If US patent decisions only applied to the location a suit was tried in, I suppose we'd have a lot fewer filed in East Texas.
http://www.motherjones.com/kevin-drum/2016/06/china-has-whol...
Yet another cell phone patent dispute. Except for one thing: "Beijing" is not being used here as a metonym for "the Chinese government." It means Beijing. The city of Beijing, which apparently has its own intellectual property authority. Do other cities also have their own IP authorities? Apparently yes:
{quotes: http://www.chinabusinessreview.com/enforcing-intellectual-pr...}
Civil enforcement of IPR in China is a two-track system. The first is the administrative track....Set up in the provinces and some cities, these local government offices operate as a quasi-judicial authority and are staffed with people who specialize in their respective areas of IP law. If they are satisfied with an IPR holder’s complaint, they investigate. The authorities can issue injunctions to bring a halt to the infringement, and they can even enlist the police to assist in enforcing their orders.

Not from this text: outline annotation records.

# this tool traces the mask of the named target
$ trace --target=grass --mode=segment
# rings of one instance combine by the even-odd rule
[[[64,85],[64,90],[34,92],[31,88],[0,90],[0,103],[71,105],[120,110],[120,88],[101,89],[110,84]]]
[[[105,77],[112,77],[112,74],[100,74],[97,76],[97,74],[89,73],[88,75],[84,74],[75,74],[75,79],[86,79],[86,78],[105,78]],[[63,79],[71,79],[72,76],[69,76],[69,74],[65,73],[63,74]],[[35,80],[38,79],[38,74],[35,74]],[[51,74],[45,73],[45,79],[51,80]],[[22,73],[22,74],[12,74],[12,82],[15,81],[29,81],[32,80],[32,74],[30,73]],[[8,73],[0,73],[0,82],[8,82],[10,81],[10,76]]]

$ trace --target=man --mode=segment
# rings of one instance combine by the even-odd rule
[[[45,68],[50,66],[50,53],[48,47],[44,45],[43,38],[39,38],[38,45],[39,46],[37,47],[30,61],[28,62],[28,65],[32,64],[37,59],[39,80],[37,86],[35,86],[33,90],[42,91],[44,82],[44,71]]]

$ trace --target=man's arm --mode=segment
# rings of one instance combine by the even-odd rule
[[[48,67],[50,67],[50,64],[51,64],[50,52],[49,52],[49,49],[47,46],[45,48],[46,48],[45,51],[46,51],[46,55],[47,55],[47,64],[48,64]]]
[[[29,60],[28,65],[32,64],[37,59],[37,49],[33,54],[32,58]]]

How about that? Cities can't award monetary damages, but they can order your product off the shelves.
That said, I'm sure apple can afford to pay or lawyer their way out of this.
Apple wasn't barred after all...
China is not that different from the west in that respect in many cases. They are making massive strides in certain areas of renewable energy and other environmental issues because it started affecting the bottom line by a mix of costs to the economy (through public health issues and related) & international reputation (as far as that affects investment from outside) and uncertainty in the economy (due to predicted problems otherwise sourcing enough fossil fuels at reasonable cost in the not too distant future if things keep growing at the intended rate).
Companies and governments care when it costs them not to.
Two possible takes are that this is either a low enough court that the judge had autonomy in his ruling and wasn't influenced by the investment, or Beijing is sending a message that the Didi investment will not grant Apple any sort of impunity going forward.